Operators in the Middle East have been the first to field-trial the all-electric intelligent well system. One of the first installs was in an onshore horizontal multilateral well that was expected to produce unevenly due to a history of water breakthrough in previous wells.

This well marked one of the most sophisticated applications for the system and called for one of the most advanced installations to date, thanks in part to a completion design that incorporated three laterals in an isolated cased hole along with a horizontal openhole section separated into eight individual zones. For the first time in the industry, an all-electric system would have to remotely monitor and control production in eight zones with a total of 10 P/T sensors deployed across the wellbore. Enabling controlled production from such a large number of individual zones was not possible with traditional hydraulically controlled intelligent completions. An SCU also would have to be deployed that could withstand the harsh high-temperature outdoor desert environment.

Upfront planning brought together technical experts from both the service side and the operator’s engineering units to develop the ideal completion system, which consisted of the well monitoring and control system and open- and cased-hole packers. Prior to deploying the system, a wellbore cleanout was performed as well as a gauge run to ensure that the openhole section was large enough to allow the completion to be run to the target depth. A reamer run was required to enlarge some openhole sections of the well to ensure installation.

AFCD valves were then installed in each of the eight production zones, and P/T gauges were positioned throughout the completion for real-time downhole P/T monitoring to determine the productivity in each zone.

The integration of multiple completion services and multidisciplinary expertise allowed this first eight-zone all-electric intelligent well system to be installed as planned.

The installation of this intelligent completion system is not limited to onshore applications. An operator working offshore in the Middle East used the system to control water breakthrough and optimize production in an extended-reach horizontal well drilled into a carbonate reservoir. Carbonate reservoirs are particularly prone to highly conductive fractures along the wellbore.

A traditional solution might call for deploying mechanical sliding sleeves in a number of zones along the wellbore to shut off water-producing zones.
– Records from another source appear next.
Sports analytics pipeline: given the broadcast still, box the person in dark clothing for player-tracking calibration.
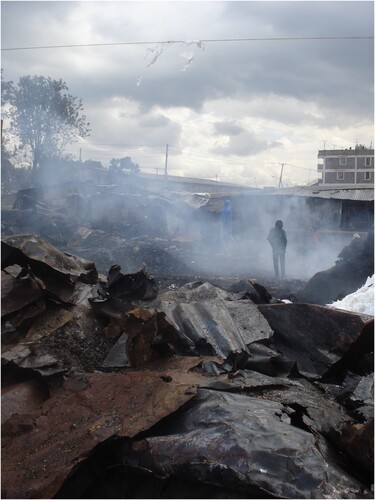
[220,200,233,241]
[267,220,288,279]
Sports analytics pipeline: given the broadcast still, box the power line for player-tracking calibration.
[1,36,374,52]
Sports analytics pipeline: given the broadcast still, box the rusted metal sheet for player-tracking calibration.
[258,303,374,379]
[1,266,43,317]
[1,234,98,303]
[1,371,196,498]
[122,389,368,498]
[2,234,97,283]
[1,379,47,424]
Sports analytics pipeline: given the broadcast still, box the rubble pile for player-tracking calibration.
[2,234,374,498]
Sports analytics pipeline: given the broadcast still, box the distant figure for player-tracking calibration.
[267,220,288,279]
[220,200,233,242]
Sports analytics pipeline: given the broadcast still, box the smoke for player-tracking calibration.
[10,167,368,286]
[165,195,362,280]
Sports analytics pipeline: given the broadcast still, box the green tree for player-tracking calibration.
[2,75,90,185]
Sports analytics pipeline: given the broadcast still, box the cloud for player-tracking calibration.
[2,1,374,184]
[211,122,281,156]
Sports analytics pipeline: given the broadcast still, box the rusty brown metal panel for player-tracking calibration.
[1,380,46,423]
[2,371,196,498]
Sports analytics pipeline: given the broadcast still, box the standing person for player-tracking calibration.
[220,200,233,243]
[267,220,288,279]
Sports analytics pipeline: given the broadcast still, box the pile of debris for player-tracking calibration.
[2,235,374,498]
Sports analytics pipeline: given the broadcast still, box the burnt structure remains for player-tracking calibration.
[1,183,374,498]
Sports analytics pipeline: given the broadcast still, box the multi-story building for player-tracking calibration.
[318,145,374,187]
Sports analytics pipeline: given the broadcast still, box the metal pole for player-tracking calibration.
[279,163,285,189]
[164,144,168,180]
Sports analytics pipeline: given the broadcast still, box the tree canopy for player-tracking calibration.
[2,75,90,183]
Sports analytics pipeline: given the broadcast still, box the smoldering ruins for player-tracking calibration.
[1,177,374,498]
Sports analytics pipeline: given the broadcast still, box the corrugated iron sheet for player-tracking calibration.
[2,371,197,498]
[262,186,374,201]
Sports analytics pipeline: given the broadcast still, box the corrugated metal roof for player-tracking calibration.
[263,186,374,201]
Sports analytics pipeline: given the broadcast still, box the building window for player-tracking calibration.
[365,156,372,167]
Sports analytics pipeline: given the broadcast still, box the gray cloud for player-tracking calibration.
[1,1,374,185]
[211,123,281,156]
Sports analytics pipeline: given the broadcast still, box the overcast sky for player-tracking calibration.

But because of the extended-reach nature of the wellbore, risks of well intervention operations with slickline or coiled tubing string to manually shift sliding sleeves were deemed too high. Operators would incur costs of up to $500,000 per day for an intervention operation and be forced to shut in wells.

The MultiNode system was selected to choke back production from highly conductive zones selectively. A total of five AFCD valves and six P/T sensors were deployed along the lateral and connected to an SCU housed on the platform. The installation went as planned, and the well was brought on production. The system allows the operator to monitor and selectively control acid stimulation and production.

These successful field deployments have helped prove the potential of the all-electric intelligent well system to proactively react to water or gas influx and optimize a well’s long-term production without an intervention.